The debt service coverage ratio calculator measures how comfortably your income covers your debt repayments. You enter your net operating income (NOI) and your total annual debt service, which is the sum of principal and interest you must pay on your loans over the year, and the tool returns the DSCR as a ratio. A DSCR of 1.0 means your income exactly covers your repayments with nothing to spare, while a figure above 1.0 means you have surplus income and below 1.0 means your income falls short. Lenders rely heavily on this ratio when assessing loans for commercial property, rental portfolios and business borrowing, because it shows whether the cash a venture produces is enough to meet its obligations. Many New Zealand lenders look for a DSCR of around 1.2 to 1.35 or higher, so there is a buffer against vacancies, rate rises or unexpected costs. Property investors and business owners use the same measure to sanity check their own borrowing before they commit. To use the calculator well, base NOI on income after operating expenses such as rates, insurance, maintenance and management fees, but before financing costs and tax, and make sure your debt service figure captures all loans, including interest and any principal repayments due that year. If your DSCR is tight, you can improve it by lifting income, trimming operating costs, or restructuring debt to lower the annual repayment, for example by extending the term. Reviewing the ratio whenever income, expenses or interest rates change helps you stay ahead of serviceability problems and keeps your borrowing on a sound footing.

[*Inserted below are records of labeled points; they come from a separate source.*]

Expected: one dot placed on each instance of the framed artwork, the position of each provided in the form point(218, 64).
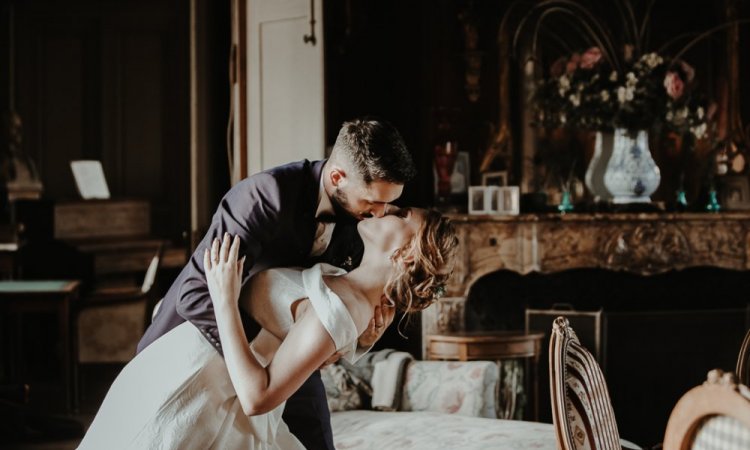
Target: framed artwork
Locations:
point(506, 200)
point(479, 201)
point(735, 192)
point(495, 178)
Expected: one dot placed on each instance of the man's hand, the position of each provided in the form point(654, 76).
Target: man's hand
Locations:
point(381, 319)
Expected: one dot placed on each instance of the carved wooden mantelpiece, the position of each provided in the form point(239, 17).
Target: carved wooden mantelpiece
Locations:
point(640, 243)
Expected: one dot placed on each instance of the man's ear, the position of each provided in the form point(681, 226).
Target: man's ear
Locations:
point(337, 176)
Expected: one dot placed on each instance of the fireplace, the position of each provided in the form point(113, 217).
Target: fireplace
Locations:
point(672, 290)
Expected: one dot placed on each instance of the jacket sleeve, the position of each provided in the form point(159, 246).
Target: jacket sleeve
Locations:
point(249, 210)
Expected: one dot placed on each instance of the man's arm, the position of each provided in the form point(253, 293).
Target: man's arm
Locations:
point(250, 211)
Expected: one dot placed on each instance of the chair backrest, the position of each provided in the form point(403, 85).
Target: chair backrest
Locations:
point(715, 415)
point(581, 408)
point(743, 361)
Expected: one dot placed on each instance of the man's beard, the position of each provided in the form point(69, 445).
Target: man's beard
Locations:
point(340, 203)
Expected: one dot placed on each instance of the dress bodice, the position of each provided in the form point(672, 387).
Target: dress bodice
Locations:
point(269, 295)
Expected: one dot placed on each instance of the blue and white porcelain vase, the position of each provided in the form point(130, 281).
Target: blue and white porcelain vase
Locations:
point(598, 166)
point(631, 175)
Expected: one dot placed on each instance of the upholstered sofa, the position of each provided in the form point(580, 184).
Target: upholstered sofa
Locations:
point(441, 405)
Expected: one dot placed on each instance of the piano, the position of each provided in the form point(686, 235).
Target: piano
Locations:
point(91, 240)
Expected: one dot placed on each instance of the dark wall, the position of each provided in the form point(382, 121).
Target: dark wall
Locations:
point(407, 61)
point(108, 80)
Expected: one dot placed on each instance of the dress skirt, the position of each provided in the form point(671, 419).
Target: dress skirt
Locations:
point(177, 394)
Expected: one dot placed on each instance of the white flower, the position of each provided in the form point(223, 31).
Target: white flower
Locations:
point(632, 80)
point(699, 131)
point(652, 59)
point(621, 94)
point(564, 82)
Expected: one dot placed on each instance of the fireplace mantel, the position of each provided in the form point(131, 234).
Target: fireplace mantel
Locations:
point(640, 243)
point(644, 244)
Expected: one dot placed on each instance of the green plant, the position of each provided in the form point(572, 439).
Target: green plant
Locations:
point(605, 78)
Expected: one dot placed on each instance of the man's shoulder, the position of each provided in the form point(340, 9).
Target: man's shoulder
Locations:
point(294, 173)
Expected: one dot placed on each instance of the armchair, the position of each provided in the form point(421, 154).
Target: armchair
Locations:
point(715, 415)
point(108, 322)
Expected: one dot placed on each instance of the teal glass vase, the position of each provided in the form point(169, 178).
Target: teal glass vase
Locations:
point(713, 202)
point(565, 205)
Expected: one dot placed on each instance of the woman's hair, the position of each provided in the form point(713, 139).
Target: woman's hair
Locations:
point(420, 281)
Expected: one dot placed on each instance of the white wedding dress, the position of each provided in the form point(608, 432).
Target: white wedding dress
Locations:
point(177, 394)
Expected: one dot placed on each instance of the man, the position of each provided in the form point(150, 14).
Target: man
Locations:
point(282, 216)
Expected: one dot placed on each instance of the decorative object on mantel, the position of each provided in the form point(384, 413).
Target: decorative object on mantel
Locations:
point(497, 200)
point(18, 171)
point(616, 85)
point(713, 201)
point(631, 175)
point(19, 175)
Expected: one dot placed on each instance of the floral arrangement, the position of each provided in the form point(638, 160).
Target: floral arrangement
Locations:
point(584, 91)
point(612, 82)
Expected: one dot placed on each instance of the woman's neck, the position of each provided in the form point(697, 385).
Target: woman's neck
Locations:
point(366, 282)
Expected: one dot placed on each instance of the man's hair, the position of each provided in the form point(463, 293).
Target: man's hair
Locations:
point(375, 149)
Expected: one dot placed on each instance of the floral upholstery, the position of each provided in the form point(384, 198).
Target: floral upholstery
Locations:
point(464, 388)
point(377, 430)
point(721, 433)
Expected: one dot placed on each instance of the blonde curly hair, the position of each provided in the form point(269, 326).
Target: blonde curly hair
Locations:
point(423, 265)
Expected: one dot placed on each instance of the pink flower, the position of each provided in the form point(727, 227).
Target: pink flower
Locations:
point(674, 85)
point(572, 65)
point(590, 58)
point(689, 71)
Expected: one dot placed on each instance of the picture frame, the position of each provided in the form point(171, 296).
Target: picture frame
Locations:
point(506, 200)
point(479, 200)
point(735, 192)
point(499, 178)
point(498, 200)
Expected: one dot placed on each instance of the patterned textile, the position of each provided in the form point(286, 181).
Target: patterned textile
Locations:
point(110, 333)
point(348, 386)
point(376, 430)
point(721, 433)
point(342, 392)
point(466, 388)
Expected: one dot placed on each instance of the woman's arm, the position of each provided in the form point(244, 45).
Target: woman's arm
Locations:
point(305, 348)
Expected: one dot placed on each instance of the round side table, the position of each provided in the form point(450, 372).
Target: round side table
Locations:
point(491, 345)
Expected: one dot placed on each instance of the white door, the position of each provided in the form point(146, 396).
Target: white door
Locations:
point(285, 83)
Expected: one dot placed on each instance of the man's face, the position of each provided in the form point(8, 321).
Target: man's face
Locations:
point(362, 200)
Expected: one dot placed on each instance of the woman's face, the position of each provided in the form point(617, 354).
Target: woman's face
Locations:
point(392, 231)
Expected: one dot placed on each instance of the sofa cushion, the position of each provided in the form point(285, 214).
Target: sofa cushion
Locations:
point(377, 430)
point(341, 387)
point(465, 388)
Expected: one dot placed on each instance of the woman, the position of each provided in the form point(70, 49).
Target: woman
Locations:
point(179, 393)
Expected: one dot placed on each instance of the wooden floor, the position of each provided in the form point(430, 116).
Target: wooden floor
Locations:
point(48, 401)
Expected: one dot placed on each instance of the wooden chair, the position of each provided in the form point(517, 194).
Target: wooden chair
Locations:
point(109, 322)
point(715, 415)
point(581, 408)
point(743, 361)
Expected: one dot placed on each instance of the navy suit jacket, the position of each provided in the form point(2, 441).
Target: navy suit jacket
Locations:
point(273, 213)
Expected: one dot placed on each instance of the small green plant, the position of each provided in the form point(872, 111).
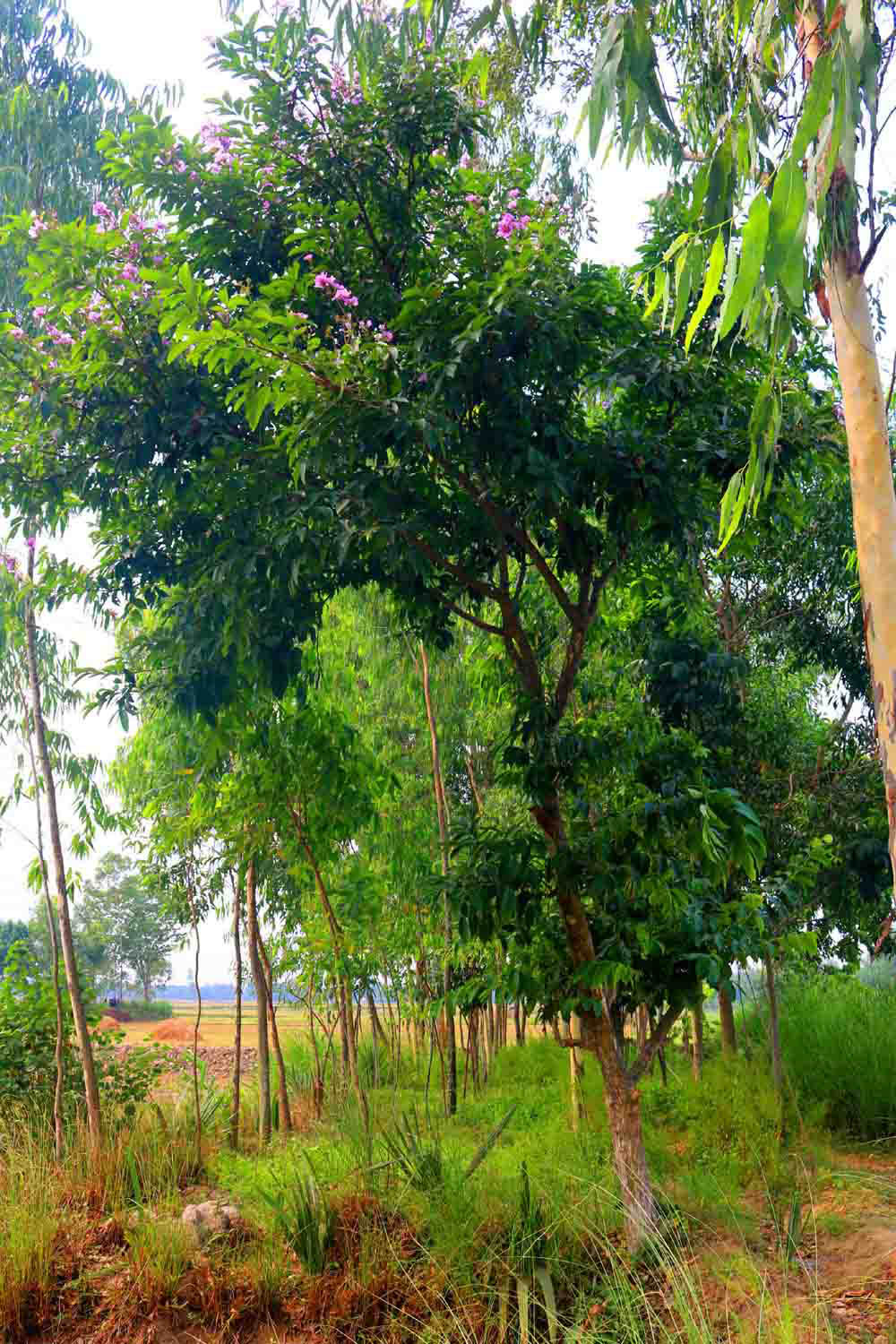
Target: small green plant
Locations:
point(303, 1218)
point(160, 1252)
point(419, 1159)
point(530, 1249)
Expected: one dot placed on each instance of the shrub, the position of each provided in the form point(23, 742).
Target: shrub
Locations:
point(29, 1042)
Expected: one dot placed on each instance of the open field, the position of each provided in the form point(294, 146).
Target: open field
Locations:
point(777, 1223)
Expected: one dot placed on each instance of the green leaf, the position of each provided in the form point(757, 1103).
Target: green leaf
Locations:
point(686, 271)
point(753, 250)
point(659, 285)
point(815, 105)
point(710, 288)
point(786, 218)
point(732, 507)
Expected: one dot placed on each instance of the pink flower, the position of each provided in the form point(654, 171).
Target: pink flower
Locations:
point(509, 225)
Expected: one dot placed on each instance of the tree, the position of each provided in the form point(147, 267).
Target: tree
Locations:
point(53, 109)
point(410, 382)
point(761, 117)
point(11, 930)
point(129, 916)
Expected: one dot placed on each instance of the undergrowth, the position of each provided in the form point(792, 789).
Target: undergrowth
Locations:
point(495, 1225)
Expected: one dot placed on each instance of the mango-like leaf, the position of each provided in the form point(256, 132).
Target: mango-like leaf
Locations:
point(710, 288)
point(686, 271)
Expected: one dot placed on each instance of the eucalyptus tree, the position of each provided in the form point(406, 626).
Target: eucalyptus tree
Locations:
point(53, 110)
point(38, 682)
point(771, 124)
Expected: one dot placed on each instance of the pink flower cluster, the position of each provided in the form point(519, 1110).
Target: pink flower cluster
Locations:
point(220, 145)
point(509, 225)
point(344, 90)
point(340, 293)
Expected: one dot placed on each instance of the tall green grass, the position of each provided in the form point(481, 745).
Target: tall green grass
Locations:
point(839, 1043)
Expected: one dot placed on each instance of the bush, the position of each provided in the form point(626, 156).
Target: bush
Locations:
point(29, 1032)
point(29, 1042)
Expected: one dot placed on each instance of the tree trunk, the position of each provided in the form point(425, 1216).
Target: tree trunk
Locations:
point(727, 1021)
point(196, 1021)
point(85, 1046)
point(624, 1118)
point(54, 940)
point(517, 1024)
point(441, 811)
point(261, 999)
point(343, 1031)
point(352, 1064)
point(696, 1016)
point(621, 1093)
point(287, 1118)
point(576, 1070)
point(238, 1024)
point(376, 1026)
point(871, 470)
point(774, 1027)
point(874, 503)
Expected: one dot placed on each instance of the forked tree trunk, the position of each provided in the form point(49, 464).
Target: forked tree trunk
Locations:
point(85, 1046)
point(441, 811)
point(261, 999)
point(54, 941)
point(727, 1021)
point(696, 1016)
point(238, 1024)
point(287, 1118)
point(774, 1026)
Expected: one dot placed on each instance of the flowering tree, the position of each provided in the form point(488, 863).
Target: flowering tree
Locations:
point(362, 354)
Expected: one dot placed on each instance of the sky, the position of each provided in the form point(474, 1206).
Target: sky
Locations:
point(158, 42)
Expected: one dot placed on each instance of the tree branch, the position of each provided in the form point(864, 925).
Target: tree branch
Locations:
point(654, 1045)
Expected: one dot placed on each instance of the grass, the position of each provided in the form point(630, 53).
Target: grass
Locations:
point(840, 1051)
point(410, 1244)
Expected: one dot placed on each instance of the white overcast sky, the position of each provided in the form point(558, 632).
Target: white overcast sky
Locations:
point(158, 42)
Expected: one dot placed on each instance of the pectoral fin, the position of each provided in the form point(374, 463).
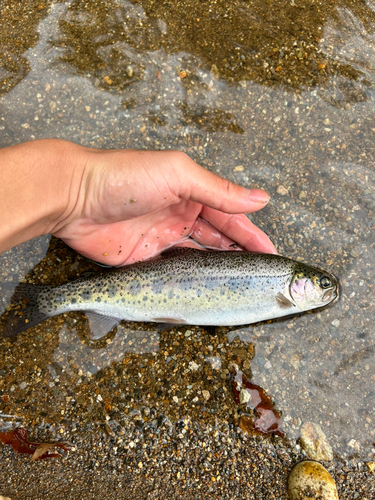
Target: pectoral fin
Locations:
point(283, 302)
point(100, 325)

DSCR = net operating income / total annual debt service. Estimate only, not financial or tax advice.
The DSCR is your net operating income divided by your total annual debt service. A result above 1.0 means income more than covers repayments. With 120,000 of income and 90,000 of debt service, the ratio is 120,000 divided by 90,000.
With net operating income of $120,000 and total annual debt service of $90,000, the DSCR is 120,000 divided by 90,000, which is 1.33. That means income covers repayments about 1.33 times over, leaving a buffer.